C’est en 1937 que Camus amorce La mort heureuse qui demeurera à l’état de manuscrit jusqu’à sa publication posthume en 1971 chez Gallimard, car Camus n’a pas désiré publier ce roman de son vivant. On a dit de cette œuvre qu’elle représentait l’ébauche de L’étranger (Gallimard, 1942). On constate, en effet, que les deux romans portent, à la fois, le sens de la mort et celui de l’absurde dans un univers illuminé par le soleil.
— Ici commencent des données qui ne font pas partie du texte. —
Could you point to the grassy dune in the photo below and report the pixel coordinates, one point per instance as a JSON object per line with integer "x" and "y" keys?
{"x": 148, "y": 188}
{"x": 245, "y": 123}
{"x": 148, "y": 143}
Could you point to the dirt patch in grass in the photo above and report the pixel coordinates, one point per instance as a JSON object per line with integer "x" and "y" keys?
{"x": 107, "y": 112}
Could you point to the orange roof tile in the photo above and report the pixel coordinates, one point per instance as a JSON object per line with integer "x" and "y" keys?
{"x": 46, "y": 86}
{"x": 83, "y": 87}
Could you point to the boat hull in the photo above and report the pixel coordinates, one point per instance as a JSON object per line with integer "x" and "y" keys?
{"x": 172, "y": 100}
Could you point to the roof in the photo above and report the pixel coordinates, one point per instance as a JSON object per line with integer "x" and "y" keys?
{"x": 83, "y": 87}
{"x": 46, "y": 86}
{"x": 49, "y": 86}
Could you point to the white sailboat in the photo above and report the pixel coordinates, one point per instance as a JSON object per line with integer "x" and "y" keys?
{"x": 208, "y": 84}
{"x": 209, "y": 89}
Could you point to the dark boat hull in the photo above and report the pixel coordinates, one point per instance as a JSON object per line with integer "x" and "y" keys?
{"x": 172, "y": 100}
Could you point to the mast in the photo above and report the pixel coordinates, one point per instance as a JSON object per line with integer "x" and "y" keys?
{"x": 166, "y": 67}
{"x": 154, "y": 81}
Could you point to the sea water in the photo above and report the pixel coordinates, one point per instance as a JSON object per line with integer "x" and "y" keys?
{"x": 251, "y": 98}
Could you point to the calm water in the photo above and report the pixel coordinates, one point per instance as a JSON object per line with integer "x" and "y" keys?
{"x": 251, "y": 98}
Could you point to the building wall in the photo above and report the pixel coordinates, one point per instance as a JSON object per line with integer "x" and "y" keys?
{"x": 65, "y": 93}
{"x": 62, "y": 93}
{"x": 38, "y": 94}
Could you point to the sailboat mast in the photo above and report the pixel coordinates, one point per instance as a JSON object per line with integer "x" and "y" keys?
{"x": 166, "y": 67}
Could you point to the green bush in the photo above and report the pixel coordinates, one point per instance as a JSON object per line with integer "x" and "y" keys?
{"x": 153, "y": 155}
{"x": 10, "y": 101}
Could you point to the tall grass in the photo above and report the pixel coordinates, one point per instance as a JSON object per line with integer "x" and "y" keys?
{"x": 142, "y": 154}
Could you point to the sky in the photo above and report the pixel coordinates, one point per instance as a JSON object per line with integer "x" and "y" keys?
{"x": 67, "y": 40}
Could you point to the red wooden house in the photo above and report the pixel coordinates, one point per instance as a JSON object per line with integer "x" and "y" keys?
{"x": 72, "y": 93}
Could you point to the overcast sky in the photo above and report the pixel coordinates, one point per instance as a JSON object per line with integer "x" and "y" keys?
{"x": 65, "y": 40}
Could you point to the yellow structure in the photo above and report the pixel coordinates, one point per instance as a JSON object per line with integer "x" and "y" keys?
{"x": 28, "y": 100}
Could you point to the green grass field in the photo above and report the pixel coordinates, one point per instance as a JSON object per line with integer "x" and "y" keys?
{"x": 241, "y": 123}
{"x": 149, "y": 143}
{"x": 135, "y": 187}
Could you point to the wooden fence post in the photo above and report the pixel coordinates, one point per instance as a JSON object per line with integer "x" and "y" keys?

Dans La mort heureuse, le héros se nomme Mersault : contraction de « mer » et de « soleil ». Il aura en commun avec le Meursault de L’étranger le goût de la liberté, une indifférence à la société alliés à une absence d’ambitions. L’hédonisme de Noces y est également présent, surtout en deuxième partie : la forte présence du soleil, les bains de mer et l’érotisme. Le lieu presque mythique de Tipasa est, aussi, évoqué. La proximité de l’amour et de la mort, la quête du bonheur comptent pour beaucoup dans l’univers de ce roman. Le protagoniste y affronte l’absurde dans la triste banalité d’un quotidien où la pauvreté ne sera pas étrangère aux actes posés. Et disons que l’étrangeté du monde, la solitude l’accompagnant dominent l’espoir d’un possible bonheur. Curieusement, les zones d’ombre propres à l’humain sont constamment imprégnées de luminosité… Mais c’est une lumière absurde ne révélant en aucune façon l’essence de notre présence au monde.
L’œuvre à venir de Camus émerge d’un premier roman qui semble – de prime abord – manquer de cohésion, de rigueur, tout en nous offrant, cependant, de beaux sinon de fulgurants moments de littérature comme seul Camus a pu nous en donner.